Courage is not the absence of fear, but moving ahead despite fear. For if there is no fear, who needs courage? Of course, encouragement
--the supportive provision of exhortation-- can, as in the movie, be sought and received, and much of psychotherapy consists of such clinical encouragement to face, accept and fight to become one's self in the world. Indeed, Alfred Adler recognized that one of the most common underlying conditions in patients seeking psychotherapy is discouragement. In this sense, the "great and powerful" Wizard of Oz is an archetypal representation of the psychotherapist, upon whom much power and wisdom is projected by the patient. And, as the timeless story makes clear, seeking such professional assistance is itself an act of courage, a bold and decisive step toward healing and wholeness.
Fascinatingly, in L. Frank Baum's book (1900), upon which the film was based, the Wonderful Wizard of Oz
prescribes a potion to bolster the Cowardly Lion's courage. Alcohol has traditionally been referred to as "liquid courage," but, of course, its fortifying effects last only as long as intoxication. Psychiatric medications (see my prior post
)--many of which, whether recognized or not by physicians, are external sources of "biochemical courage"-- are widely prescribed today for depression, phobias, anxiety disorders, psychosis and other fundamentally discouragement-related symptoms and syndromes. (See my prior post
on "clinical despair.") In the positive sense, these drugs can, for many, temporarily provide the courage to survive devastating traumas and deal with reality rather than escaping from it. But ultimately, courage must be discovered internally, and seems to spring from a place in us we previously never knew existed, some secret reservoir or inner source of strength, sustenance and steeliness in the face of life's inevitable catastrophes, frustrations and disappointments.
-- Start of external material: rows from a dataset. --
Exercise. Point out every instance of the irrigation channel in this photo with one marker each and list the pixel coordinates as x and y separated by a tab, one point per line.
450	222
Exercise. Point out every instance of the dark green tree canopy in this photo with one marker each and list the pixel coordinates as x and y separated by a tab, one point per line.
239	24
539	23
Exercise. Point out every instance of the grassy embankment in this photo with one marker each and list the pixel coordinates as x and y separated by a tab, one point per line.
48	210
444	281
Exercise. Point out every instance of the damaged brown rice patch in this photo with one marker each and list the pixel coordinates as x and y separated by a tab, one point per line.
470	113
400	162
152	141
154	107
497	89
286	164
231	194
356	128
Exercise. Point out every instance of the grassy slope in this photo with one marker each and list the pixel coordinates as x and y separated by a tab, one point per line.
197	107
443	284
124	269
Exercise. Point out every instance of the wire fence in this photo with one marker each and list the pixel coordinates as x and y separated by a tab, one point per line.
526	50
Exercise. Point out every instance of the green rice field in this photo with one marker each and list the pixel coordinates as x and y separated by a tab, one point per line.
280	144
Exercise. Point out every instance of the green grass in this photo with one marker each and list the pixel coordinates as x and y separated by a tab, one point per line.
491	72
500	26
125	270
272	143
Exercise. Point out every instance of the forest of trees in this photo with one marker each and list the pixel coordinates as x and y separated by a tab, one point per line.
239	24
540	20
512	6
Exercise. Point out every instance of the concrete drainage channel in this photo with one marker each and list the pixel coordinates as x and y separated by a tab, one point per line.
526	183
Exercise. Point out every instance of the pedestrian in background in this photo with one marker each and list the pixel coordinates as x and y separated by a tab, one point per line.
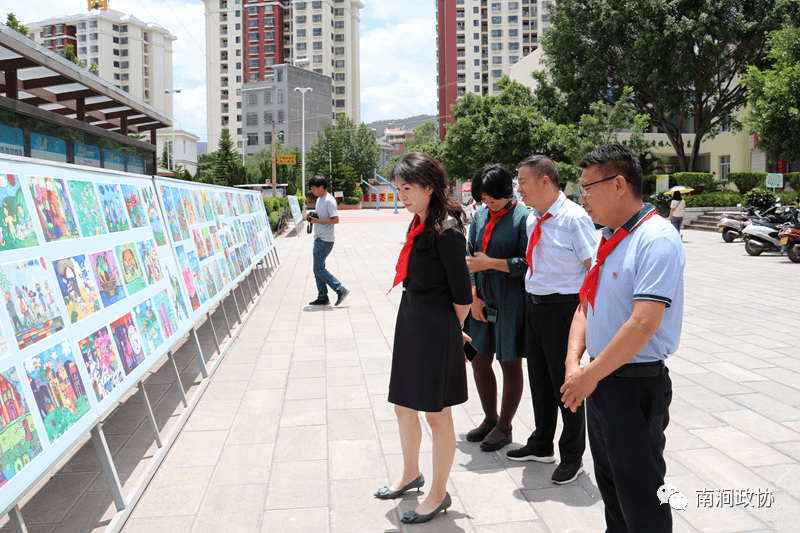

In the final analysis, courage is essentially an existential choice. Courage is the empowering experience of a decision to stand up and withstand the "slings and arrows of outrageous fortune." And, when wounded or knocked down, to pick oneself up, dust oneself off, and "keep on keepin' on." A choice to stand and fight when appropriate rather than run. To tolerate or attack rather than cower and withdraw. To persevere rather than quit. To act with integrity rather than expedience. To take responsibility rather than slough it off. To embrace reality rather than retreat from it. To move forward in life rather than regress or stagnate. To create rather than destroy. To love rather than hate. To deal with one's demons rather than not. To consciously face the existential facts of suffering, infirmity and death rather than denying them. If truth be told, the archetypal virtue of courage--true courage rather than mere bravado--is a prime determinant of what we do with life. And what we don't do with it. And of how we feel about ourselves. Like the Cowardly Lion, who constantly looks for courage outside himself, we may already be more courageous, more heroic, than we imagine. Acknowledging our past acts of courage, tapping into our innate capacity to be courageous, and seeking professional encouragement (psychotherapy, though see my prior post on psychotherapy addiction) when needed is a constructive means of marshaling the requisite courage to face the sometimes daunting past, present and future, whatever it may bring.